Situato a pochi chilometri di distanza, a ovest di Dolores, Catral sembra a prima vista un piccolo villaggio, ma ben presto ci si rende conto che è tutt'altro che piccolo. Uno dei tanti villaggi della Vega Baja, Catral ha una popolazione di circa 5596 abitanti e si trova vicino al comune di Elche. Il suo nome originale moresco era Al-Quatrullat, che veniva dato a un canale d'irrigazione che portava a Orihuela e passava vicino al villaggio.

Come in molti dei paesi limitrofi, la popolazione locale ha fatto dell'agricoltura la sua principale fonte di reddito nel corso degli anni, ma ora è coinvolta nell'industria calzaturiera e nella produzione di cornici. La sua vera ricchezza nell'agricoltura si sviluppò dopo che il cardinale Belluga bonificò le paludi all'inizio del XVIII secolo e da allora in poi, grazie alla terra fertile e al clima mite, la sua economia prosperò.

Nel 1741 Catral ottenne l'indipendenza da Orihuela versando 12,499 libre alla corona, denaro raccolto dagli allora 152 abitanti. Il titolo di "città" fu conferito a Catral da Filippo V e il suo primo presidente fu D. Antonio Sirvent. Sebbene colpita dal terremoto del 1829, Catral fu molto fortunata e non subì danni così gravi come molti dei villaggi vicini.

Dalla piazza del paese, dove si trovano la chiesa e l'Ayuntamiento, si dirama una piccola fila di negozi e bar.

Altri negozi si trovano in tutta la città, passeggiando per un labirinto di stradine pittoresche tra le tipiche case spagnole, mentre alla periferia della città si trovano altri negozi, bar e parrucchieri. Oltre alla piazza principale, troverete altre zone dove è piacevole sedersi a guardare il mondo che passa sorseggiando un drink o un caffè, magari sul prato del villaggio "molto inglese", con un'osteria locale nelle vicinanze. Sebbene sia un villaggio di medie o grandi dimensioni, mantiene comunque un'aria di relax senza il solito trambusto che accompagna altre città di queste dimensioni. Ai margini della città si trova l'Hondo Reservoir, una zona che offre l'opportunità di passeggiare, fare escursioni a piedi o in bicicletta lungo i numerosi sentieri e sentieri rurali che si estendono per tutta la zona.

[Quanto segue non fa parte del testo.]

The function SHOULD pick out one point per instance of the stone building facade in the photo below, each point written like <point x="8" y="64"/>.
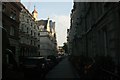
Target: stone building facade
<point x="48" y="43"/>
<point x="28" y="33"/>
<point x="10" y="21"/>
<point x="95" y="30"/>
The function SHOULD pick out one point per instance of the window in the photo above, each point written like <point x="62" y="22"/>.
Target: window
<point x="12" y="31"/>
<point x="13" y="15"/>
<point x="31" y="42"/>
<point x="31" y="32"/>
<point x="38" y="34"/>
<point x="3" y="7"/>
<point x="38" y="46"/>
<point x="27" y="30"/>
<point x="27" y="20"/>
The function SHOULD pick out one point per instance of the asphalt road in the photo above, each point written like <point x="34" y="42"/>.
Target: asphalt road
<point x="63" y="71"/>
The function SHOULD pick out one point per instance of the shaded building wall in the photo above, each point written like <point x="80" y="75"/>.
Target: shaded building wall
<point x="10" y="21"/>
<point x="96" y="29"/>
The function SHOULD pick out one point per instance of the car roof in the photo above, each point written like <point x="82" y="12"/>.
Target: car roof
<point x="34" y="57"/>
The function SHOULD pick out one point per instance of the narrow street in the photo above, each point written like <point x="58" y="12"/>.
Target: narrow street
<point x="64" y="70"/>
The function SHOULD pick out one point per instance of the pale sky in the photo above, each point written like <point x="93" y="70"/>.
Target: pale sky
<point x="56" y="11"/>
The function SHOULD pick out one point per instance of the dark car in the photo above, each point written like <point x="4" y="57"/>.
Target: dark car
<point x="33" y="67"/>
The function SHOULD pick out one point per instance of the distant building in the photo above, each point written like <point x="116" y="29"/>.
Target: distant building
<point x="10" y="21"/>
<point x="35" y="13"/>
<point x="95" y="29"/>
<point x="28" y="33"/>
<point x="48" y="43"/>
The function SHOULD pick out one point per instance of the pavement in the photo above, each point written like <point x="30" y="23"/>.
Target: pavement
<point x="63" y="71"/>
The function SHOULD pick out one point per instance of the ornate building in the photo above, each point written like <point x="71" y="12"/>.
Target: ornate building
<point x="10" y="21"/>
<point x="28" y="32"/>
<point x="48" y="44"/>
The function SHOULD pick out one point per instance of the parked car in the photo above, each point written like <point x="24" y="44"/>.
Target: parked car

Il Santo Patrono di Catral è San Juan (San Giovanni Battista) e la sua festa si celebra il 24 giugno con sfilate di carri allegorici e numerose feste all'aperto. La chiesa parrocchiale e l'eremo locale sono dedicati a Sant'Agata e il 5 febbraio si tiene un pellegrinaggio annuale in suo onore. La Purisima si celebra l'8 dicembre ed è tradizionalmente celebrata con una combinazione di costumi religiosi e feste. Un'altra tradizione speciale di Catral è la banda locale, le cui origini risalgono al XIX secolo e la cui presenza è assicurata in ogni occasione festiva. Ogni domenica di ottobre, i cantori religiosi noti come Los Auroros percorrono le strade del paese cantando il Rosario e la Purisima durante il loro cammino verso l'eremo.

Da non perdere durante la vostra visita a Catral è la chiesa di San Quan, dedicata a Sant'Agata, nella piazza del paese, su un lato della quale si trova una targa dedicata alla memoria dei "figli di Catral" che hanno dato la vita per un futuro migliore. Anche l'Eremo, sempre dedicato a Sant'Agata, merita una visita, insieme all'imponente Ayuntamiento e al campo sportivo comunale. Durante una pausa dalle visite turistiche, assaggiate uno dei piatti tipici di Catral, come il coniglio con riso o il Cocido con Pelotas, uno stufato di carne macinata avvolto in foglie di cavolo.

Se durante la vostra visita desiderate avere maggiori informazioni su Catral, recatevi alla biblioteca locale (biblioteca) che si trova accanto alla piazza, dietro l'angolo rispetto all'Ayuntamiento.